この「シカクいアタマをマルくする。」中学入試問題の新シリーズでは、そんな子どもたちの“未来へのチカラ”を問う入試問題から、その出題意図(アドミッション・ポリシー)と、子どもたちへのメッセージを探っていきたいと思います!

今月の額面広告に掲載されている問題はこれだ!

富士見中学校

2020年01月掲載

富士見中学校【社会】

2019年 富士見中学校入試問題より

(問)ドイツは環境への意識がとても高く、「環境先進国」とよばれています。日本では、江戸時代に専門のリユース業者やリサイクル業者がいました。次にあげる業者はこのどちらにあたりますか。答えなさい。

くもってしまった鏡を磨く業者

中学入試問題は、子どもたちの“未来へ学び進むチカラ”を試しています。
そこには各中学の「こんなチカラを持った子どもを育てたい」というメッセージが込められています。
では、この富士見中学校の社会の入試問題には、どういうメッセージが込められていたのか、解答・解説と、日能研がこの問題を選んだ理由を見てみましょう。(出題意図とインタビューの公開日については更新情報をご確認ください。)

解答と解説

日能研による解答と解説

解答

リユース業者

解説

この問題では、リユース・リサイクルの意味をそれぞれ正しく理解しているかと、資料から必要な情報を読み取る力の両方が試されています。リユースやリサイクルは、どちらも循環型社会を目指す標語で、リユースには、使えるものは繰り返し使う、リサイクルには、ごみを資源として再び利用するという意味があります。この意味のちがいを理解しているうえで、絵に描かれている内容がどちらにあてはまるのかを考えます。絵や絵のタイトルからもわかるように、この絵には「くもってしまった鏡を磨く業者」が描かれています。ここから、この業者は、鏡がくもった後も繰り返し使えるようにするリユース業者であることがわかります。

日能研がこの問題を選んだ理由

近年、地球規模での環境破壊が深刻化し、世界の国々ではさまざまな問題が起こっています。このような中で、世界の国々や企業などによる地球環境を守るための取り組みが、これまで以上にさかんにおこなわれるようになりました。中学入試でも地球環境をテーマにした問題が、数多くみられます。

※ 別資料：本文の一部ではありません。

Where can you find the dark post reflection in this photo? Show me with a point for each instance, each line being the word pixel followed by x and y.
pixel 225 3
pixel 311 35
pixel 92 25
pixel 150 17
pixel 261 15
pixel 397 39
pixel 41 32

富士見中の入試問題は、江戸時代に刊行された本の挿絵を見て、現代のリユース・リサイクル業者のどちらにあたるのかを考える問題でした。現代における環境を守る取り組みを、歴史の資料と結びつけて考えるという点で、これまでの入試にあまり見られなかった問題になっています。また、江戸時代の「鏡を磨く業者」を知った子どもたちが、今の日本や自分自身の地球環境とのかかわり方を見つめ直し、次の行動を変えるきっかけになる問題であるとも感じました。

このような理由から、日能研ではこの問題を□○シリーズに選ぶことにいたしました。